There was some initial hesitation on my part because I recall enjoying Little Lost Robot almost in spite of how it was written, which seemed kind of shrill and screechy with a suggestion of someone trying far too hard. Whole Wide World is similarly shrill and screechy but I realise this is simply how McAuley writes and it actually works once you get used to it, particularly in the context of a hard-boiled cop thriller such as what this is. Part of the screechiness manifests here as pop culture references specific to my generation, and the title itself is of course taken from Wreckless Eric. I have reservations about this sort of deal, just as all those New Adventures with chapters named after songs by the fucking Cure or the Smiths used to irritate the living shit out of me, even if the books themselves were decent, as they sometimes were. It's probably not the fault of the author, but I think it annoys me in apart because it's the sort of thing I used to do before I learned how to write - chuck in a few references to your fave band so everyone knows how cool you are and hopefully nobody will notice that you can't write; plus I'm still horrified by the continued existence of terminally beige Doctor Who authors of a certain vintage whose work these days mainly comprises hanging around on bulletin boards having opinions and making joking references to having once been a contender. If you're not sure what I mean here, just find some Who themed forum and look for threads debating which was the greatest Style Council album.

Anyway, it's irritating but McAuley just about gets away with it because the rest is so engaging as for you not to notice. Although that said, the novel is not without its problems in other respects. Amongst these, the most pronounced is probably it being centred around the inevitably gruesome murder of a teenage girl who, for the purpose of the plot, may as well be a prostitute. The video of her murder is all over the internet so as to make a number of somewhat blunt points about voyeurism, freedom of information, and so on; but the choice of victim tends to align the work with a thousand other lazily-drawn dramas in which we don't have to worry too much about the pivotal bucket of bloody innards because it was only a prostitute and was therefore probably complicit in its own murder by some means. So at heart, Whole Wide World may as well be Lynda La Plante with aspirations.

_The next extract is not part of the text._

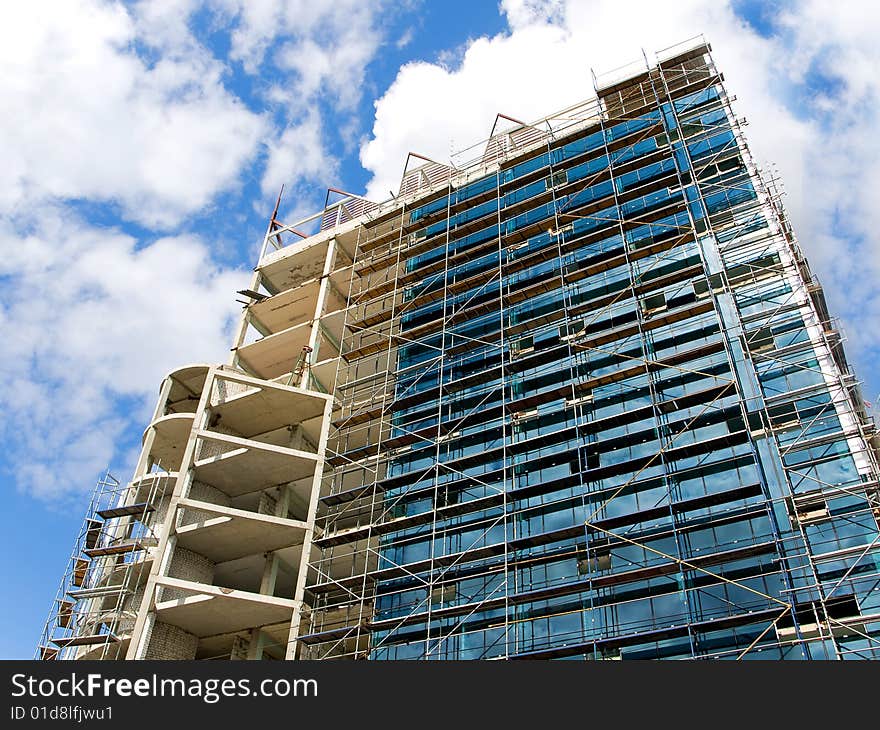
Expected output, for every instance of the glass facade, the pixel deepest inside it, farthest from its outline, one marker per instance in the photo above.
(593, 407)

Some of those aspirations were apparently sufficiently advanced in 2002 as to justify this being published as a science-fiction, but most of the technology fetishised herein has since become commonplace, leaving the novel as a weird kind of period piece in which everyone still smokes in the pub. It sort of strains towards William Gibson, but just doesn't quite have the language; and by the time our man jumps in his car and blasts out his tape of the Clash, I couldn't keep myself from thinking of Lester Girls and Apache Dick with their beloved Phil Collins album in Gerard Jones' The Trouble with Girls:



Whole Wide World isn't bad of it's type, and is quite possibly above average of its type, so I wasn't bored, just occasionally disappointed. This is mainly because it isn't really about anything. It just sort of points at a stack of porn and a CCTV camera whilst pulling a knowing face, and that's your lot. Need I say more?

Yes, because you didn't actually finish the sentence, Paul.

Paul McAuley can obviously write. I just think he could afford to be a bit more ambitious than he is here, and a bit less like he's aiming for the airport book stand.